カーソルの「重さ」を考えるためのメモ
カーソルの軌跡の速さを変えると,カーソルが「軽く」なったり「重く」なったりするような感じがする.ディスプレイ上のひとつのイメージである矢印が速く動くと「軽く」感じ,遅く動くと「重く」感じる.でも,カーソルに「重さ」なんてあるのだろうか.
運動感覚のなかで力,重さの感覚には,運動中枢のだす運動指令の役割が重要であるといわれています.(p.39)
より重く感じる時には,努力により,すなわち脳からの指令を増して筋をより強く興奮させようとするはずです.つまり,重さの感覚は筋を動かそうとする努力,すなわち脳が筋に送る遠心性の指令に依存していることを示唆しています.(pp.40-41)

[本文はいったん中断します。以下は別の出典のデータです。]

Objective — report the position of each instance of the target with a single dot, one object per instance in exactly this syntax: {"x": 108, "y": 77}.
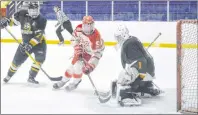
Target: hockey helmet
{"x": 34, "y": 9}
{"x": 88, "y": 25}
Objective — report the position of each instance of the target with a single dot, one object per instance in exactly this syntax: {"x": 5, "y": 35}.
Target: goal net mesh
{"x": 187, "y": 77}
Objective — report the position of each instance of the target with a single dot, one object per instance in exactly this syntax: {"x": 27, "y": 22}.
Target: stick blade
{"x": 104, "y": 100}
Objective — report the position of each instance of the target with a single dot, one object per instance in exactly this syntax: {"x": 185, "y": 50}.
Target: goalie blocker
{"x": 138, "y": 70}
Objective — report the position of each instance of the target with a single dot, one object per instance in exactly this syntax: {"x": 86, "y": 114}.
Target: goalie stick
{"x": 107, "y": 94}
{"x": 29, "y": 55}
{"x": 102, "y": 98}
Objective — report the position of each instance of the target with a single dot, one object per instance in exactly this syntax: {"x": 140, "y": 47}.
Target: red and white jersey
{"x": 93, "y": 43}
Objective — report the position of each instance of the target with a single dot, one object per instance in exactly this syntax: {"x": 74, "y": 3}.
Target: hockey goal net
{"x": 187, "y": 77}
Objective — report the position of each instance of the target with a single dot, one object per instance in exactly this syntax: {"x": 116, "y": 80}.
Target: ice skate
{"x": 61, "y": 43}
{"x": 73, "y": 85}
{"x": 6, "y": 79}
{"x": 60, "y": 83}
{"x": 132, "y": 101}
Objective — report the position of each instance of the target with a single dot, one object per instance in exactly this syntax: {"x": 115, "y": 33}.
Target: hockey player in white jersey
{"x": 138, "y": 70}
{"x": 88, "y": 50}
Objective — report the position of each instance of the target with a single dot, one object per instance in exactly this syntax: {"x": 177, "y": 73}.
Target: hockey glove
{"x": 78, "y": 51}
{"x": 26, "y": 47}
{"x": 87, "y": 69}
{"x": 4, "y": 22}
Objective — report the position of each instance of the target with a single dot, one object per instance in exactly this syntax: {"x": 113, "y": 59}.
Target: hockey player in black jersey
{"x": 32, "y": 27}
{"x": 138, "y": 70}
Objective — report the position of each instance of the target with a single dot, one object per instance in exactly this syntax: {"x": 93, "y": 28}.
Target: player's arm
{"x": 39, "y": 32}
{"x": 97, "y": 53}
{"x": 76, "y": 36}
{"x": 13, "y": 21}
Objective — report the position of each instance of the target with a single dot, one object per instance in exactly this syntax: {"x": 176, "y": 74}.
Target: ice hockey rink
{"x": 19, "y": 97}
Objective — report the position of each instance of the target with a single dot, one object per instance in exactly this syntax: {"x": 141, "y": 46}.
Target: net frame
{"x": 179, "y": 65}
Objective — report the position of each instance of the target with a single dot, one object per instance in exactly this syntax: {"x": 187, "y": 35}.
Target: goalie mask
{"x": 34, "y": 10}
{"x": 121, "y": 34}
{"x": 88, "y": 25}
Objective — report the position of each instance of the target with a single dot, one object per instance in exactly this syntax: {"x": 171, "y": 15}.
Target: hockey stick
{"x": 29, "y": 55}
{"x": 102, "y": 100}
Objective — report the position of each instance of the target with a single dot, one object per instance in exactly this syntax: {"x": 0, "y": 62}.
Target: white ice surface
{"x": 19, "y": 97}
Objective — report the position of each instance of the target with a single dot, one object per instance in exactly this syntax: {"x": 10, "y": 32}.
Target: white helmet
{"x": 121, "y": 34}
{"x": 34, "y": 9}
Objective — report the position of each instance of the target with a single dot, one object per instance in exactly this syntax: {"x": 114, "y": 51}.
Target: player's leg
{"x": 40, "y": 55}
{"x": 77, "y": 73}
{"x": 58, "y": 33}
{"x": 18, "y": 60}
{"x": 77, "y": 76}
{"x": 68, "y": 26}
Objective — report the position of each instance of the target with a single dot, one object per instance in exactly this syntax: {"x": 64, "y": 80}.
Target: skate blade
{"x": 33, "y": 85}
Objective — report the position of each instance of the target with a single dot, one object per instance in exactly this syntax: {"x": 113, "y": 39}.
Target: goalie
{"x": 138, "y": 70}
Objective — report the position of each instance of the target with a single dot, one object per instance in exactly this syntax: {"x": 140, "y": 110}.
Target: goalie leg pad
{"x": 127, "y": 98}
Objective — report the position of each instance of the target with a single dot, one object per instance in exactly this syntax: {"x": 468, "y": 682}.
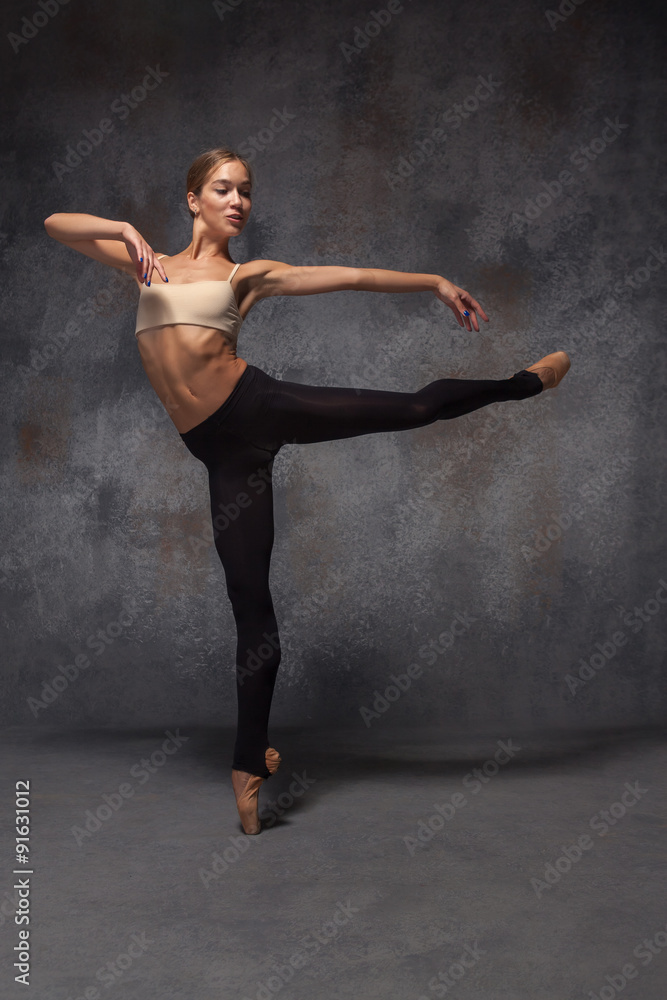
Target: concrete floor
{"x": 540, "y": 878}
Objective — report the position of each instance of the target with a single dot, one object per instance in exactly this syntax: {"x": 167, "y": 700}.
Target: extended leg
{"x": 301, "y": 414}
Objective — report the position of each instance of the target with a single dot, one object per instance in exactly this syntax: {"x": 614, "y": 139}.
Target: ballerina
{"x": 234, "y": 417}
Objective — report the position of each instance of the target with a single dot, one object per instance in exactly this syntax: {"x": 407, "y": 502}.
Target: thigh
{"x": 241, "y": 494}
{"x": 302, "y": 414}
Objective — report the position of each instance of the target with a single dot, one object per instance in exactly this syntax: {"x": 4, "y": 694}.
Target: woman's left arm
{"x": 284, "y": 279}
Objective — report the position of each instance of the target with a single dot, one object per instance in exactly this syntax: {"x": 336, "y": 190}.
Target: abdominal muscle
{"x": 193, "y": 370}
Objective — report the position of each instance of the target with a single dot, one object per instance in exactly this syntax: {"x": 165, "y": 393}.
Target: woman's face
{"x": 225, "y": 200}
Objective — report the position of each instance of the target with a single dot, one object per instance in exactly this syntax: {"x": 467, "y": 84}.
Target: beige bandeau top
{"x": 200, "y": 303}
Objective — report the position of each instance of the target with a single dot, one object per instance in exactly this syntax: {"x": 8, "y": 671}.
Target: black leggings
{"x": 238, "y": 443}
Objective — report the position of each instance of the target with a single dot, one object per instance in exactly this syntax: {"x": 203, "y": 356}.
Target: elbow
{"x": 49, "y": 225}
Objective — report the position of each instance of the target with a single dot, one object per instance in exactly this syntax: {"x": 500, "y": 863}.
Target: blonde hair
{"x": 201, "y": 168}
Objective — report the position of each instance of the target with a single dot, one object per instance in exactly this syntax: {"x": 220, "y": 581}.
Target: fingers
{"x": 150, "y": 265}
{"x": 473, "y": 308}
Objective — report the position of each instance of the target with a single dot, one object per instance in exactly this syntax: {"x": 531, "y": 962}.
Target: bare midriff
{"x": 193, "y": 370}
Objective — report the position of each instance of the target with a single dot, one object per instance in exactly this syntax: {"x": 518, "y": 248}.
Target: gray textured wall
{"x": 540, "y": 523}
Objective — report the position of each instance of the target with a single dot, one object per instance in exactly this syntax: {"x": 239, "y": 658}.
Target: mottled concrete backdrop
{"x": 507, "y": 568}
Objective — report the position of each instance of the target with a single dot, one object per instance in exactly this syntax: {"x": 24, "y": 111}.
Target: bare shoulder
{"x": 257, "y": 268}
{"x": 258, "y": 279}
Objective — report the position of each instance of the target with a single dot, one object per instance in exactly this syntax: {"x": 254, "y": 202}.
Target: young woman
{"x": 234, "y": 417}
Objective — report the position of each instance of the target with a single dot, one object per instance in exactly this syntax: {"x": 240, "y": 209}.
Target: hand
{"x": 462, "y": 304}
{"x": 137, "y": 249}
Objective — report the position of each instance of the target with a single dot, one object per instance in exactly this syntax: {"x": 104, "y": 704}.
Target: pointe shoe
{"x": 246, "y": 790}
{"x": 551, "y": 369}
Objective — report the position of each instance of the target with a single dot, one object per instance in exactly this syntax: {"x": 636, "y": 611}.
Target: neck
{"x": 204, "y": 245}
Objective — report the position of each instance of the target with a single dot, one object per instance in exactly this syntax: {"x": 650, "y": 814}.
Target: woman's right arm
{"x": 117, "y": 244}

ものをつまむ時,触覚受容器はどの働くのでしょうか.ものをつまむ時,運動指令は対象の物理的特性すなわち,形,重さ,材質(表面の性質)によく適合したものでなければなりません.まず視覚的につまむものの存在を知ると,つまむ運動が企画されます.もし対象がすでになじみのあるものなら,過去の経験,記憶が生かされますが,接触後は,触覚受容器から送られてくる情報が運動をコントロールするわけです.(p.144)
カーソルの軌跡の速さを速くしようが遅くしようが,その時に触れているトラックパッドや,掴んでいるマウスといった物理的なモノ自体は変化しない.変化しているのは,カーソルが動く速さだけである.ここでは,モノとヒトとの接触後も,「触覚受容器から送られてくる情報が運動をコントロールするわけ」ではないことになる.触覚からの情報ではなく,視覚からの情報によって,脳の「筋を動かそうとする努力」が変化する.とすると,カーソルの「重さ」は視覚的に構成されていることになる.
もう少しだけ考えてみよう.私たちはカーソルを動かしているときに,自分の手がどのように動いているかを知っている.それは,メルロ=ポンティが「一つの絶対知によって知ってしまっている」と呼ぶものである.軌跡の速さを変えることによって,カーソルの動きと絶対的に知っているこの手の動きとにズレが生じたときに,「重さ」を感じるのではないだろうか? 視覚だけでもなく,触覚だけでもなく,これらが重なり合うなかでのズレが「重さ」を感じさせるのではないだろうか?